Итак, многие видят сеть зла — не одни господа в официальных учреждениях, но также женщины и мужчины из народа, и многие чувствуют сострадание, «да только они вели себя в соответствии с пословицей: „Если не тебя укусил комар, то у тебя и не чешется, если сам не обжегся, то и волдыря у тебя не будет“». Даже об общинном совете говорится, что «там в основном заседают славные люди», — говорится без всякой иронии, так это и следует понимать. Но дальше следует уточнение: «Они, конечно, понимают, что в данном случае не всё делается как положено; однако ни один из них не решается выступить публично. Ты же знаешь, люди не любят себя компрометировать».
В своих историях о сплетающемся в сеть зле Готхельф противоречит идеалистическому представлению, согласно которому зло всегда ограничено отдельным человеком, который думает, принимает решение и действует. Готхельф, правда, показывает подобные случаи — и как показывает! — однако наряду с этим разворачивает перед нами жуткую картину демократизации зла: ко злу так или иначе оказываются причастны все; нет единственного виновного; каждый может сказать, что он этого не хотел, был только наблюдателем, что сам он хотя и не протестовал против зла, но ведь ему и повод такой не представился; что в любом случае возражение не помогло бы, его бы лишь неправильно истолковали. Таким образом, вина — даже за наихудшее преступление — распределяется, подобно флюиду, по всей общине, и не существует судьи, который бы ее измерил. Ведь даже закон признает преступниками только отдельных индивидов.
Когда у Готхельфа речь заходит о сети зла, он показывает ее формирование — как процесс, которому почти невозможно противостоять. Люди с несказанной легкостью совершают постыдные поступки, если знают, что не они одни виноваты, что они не являются преступниками в общепринятом смысле, что другие ведут себя точно так же.

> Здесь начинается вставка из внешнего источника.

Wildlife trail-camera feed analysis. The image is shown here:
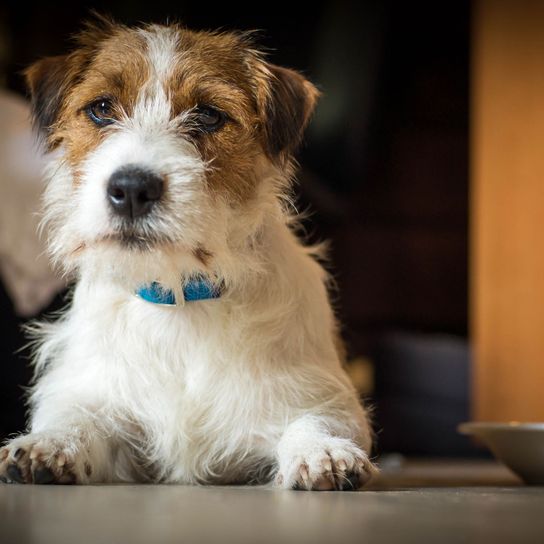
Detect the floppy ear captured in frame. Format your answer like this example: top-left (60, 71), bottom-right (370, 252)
top-left (25, 55), bottom-right (71, 149)
top-left (264, 64), bottom-right (320, 158)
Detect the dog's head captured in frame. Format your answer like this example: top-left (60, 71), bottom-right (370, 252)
top-left (26, 20), bottom-right (318, 286)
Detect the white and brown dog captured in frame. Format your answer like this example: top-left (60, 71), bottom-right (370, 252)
top-left (0, 20), bottom-right (375, 490)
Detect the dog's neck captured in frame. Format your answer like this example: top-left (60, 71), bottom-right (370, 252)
top-left (136, 276), bottom-right (221, 306)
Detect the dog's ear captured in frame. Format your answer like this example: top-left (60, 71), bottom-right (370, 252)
top-left (262, 64), bottom-right (320, 158)
top-left (25, 55), bottom-right (71, 148)
top-left (24, 12), bottom-right (119, 149)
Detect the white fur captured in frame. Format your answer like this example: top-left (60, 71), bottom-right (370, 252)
top-left (0, 24), bottom-right (373, 489)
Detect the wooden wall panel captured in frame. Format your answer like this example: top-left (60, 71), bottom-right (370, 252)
top-left (471, 0), bottom-right (544, 421)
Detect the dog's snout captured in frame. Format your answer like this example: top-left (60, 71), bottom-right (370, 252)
top-left (107, 167), bottom-right (164, 219)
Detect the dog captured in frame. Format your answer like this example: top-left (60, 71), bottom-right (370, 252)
top-left (0, 19), bottom-right (377, 490)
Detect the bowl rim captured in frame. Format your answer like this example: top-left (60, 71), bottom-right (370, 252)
top-left (457, 421), bottom-right (544, 434)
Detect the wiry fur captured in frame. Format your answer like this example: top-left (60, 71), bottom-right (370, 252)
top-left (0, 23), bottom-right (374, 489)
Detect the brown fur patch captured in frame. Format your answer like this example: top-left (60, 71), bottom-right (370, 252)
top-left (193, 246), bottom-right (213, 266)
top-left (27, 20), bottom-right (318, 202)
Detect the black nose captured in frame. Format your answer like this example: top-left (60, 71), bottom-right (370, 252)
top-left (107, 167), bottom-right (163, 219)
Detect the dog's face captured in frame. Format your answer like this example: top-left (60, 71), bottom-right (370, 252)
top-left (27, 21), bottom-right (318, 286)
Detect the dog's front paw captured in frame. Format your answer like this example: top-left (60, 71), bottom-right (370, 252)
top-left (276, 436), bottom-right (377, 491)
top-left (0, 433), bottom-right (92, 484)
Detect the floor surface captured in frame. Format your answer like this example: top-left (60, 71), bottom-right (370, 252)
top-left (0, 463), bottom-right (544, 544)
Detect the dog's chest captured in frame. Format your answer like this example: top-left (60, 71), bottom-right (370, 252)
top-left (102, 308), bottom-right (281, 481)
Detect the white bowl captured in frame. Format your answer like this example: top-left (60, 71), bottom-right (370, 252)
top-left (457, 422), bottom-right (544, 485)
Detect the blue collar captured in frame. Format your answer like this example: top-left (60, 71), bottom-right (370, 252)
top-left (136, 276), bottom-right (221, 306)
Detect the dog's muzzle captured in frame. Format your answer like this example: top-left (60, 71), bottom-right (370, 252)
top-left (107, 166), bottom-right (164, 219)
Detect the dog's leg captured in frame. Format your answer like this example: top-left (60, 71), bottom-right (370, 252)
top-left (276, 415), bottom-right (377, 491)
top-left (0, 421), bottom-right (113, 484)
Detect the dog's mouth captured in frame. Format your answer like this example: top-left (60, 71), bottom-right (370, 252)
top-left (98, 228), bottom-right (172, 252)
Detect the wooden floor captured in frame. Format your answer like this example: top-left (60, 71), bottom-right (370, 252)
top-left (0, 464), bottom-right (544, 544)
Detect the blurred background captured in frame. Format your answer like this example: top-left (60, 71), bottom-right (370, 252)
top-left (0, 0), bottom-right (542, 462)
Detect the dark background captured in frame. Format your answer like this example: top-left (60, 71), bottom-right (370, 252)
top-left (0, 0), bottom-right (470, 455)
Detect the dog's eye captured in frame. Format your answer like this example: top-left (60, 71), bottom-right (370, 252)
top-left (86, 98), bottom-right (115, 127)
top-left (194, 106), bottom-right (227, 132)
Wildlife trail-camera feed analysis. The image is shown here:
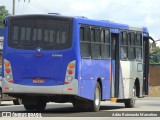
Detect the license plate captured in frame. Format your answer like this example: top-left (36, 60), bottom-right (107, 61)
top-left (32, 78), bottom-right (45, 84)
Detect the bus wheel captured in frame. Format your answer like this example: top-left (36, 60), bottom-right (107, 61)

Самый знаменитый пример изображения такого процесса — новелла «Черный паук». Однако живописно-парадигматический характер этого сказания о чуме (сто лет спустя Дюрренматт обыграет тот же сюжет в «Визите старой дамы») не должен заслонять для нас многие другие главы в разных сочинениях Готхельфа, где без иллюзий, с шопенгауэровским пессимизмом и ницшеанской остротой анализа, показывается, как люди — все вместе, с соседским взаимопониманием и не испытывая чувства вины, — порой совершают самые утонченные подлости.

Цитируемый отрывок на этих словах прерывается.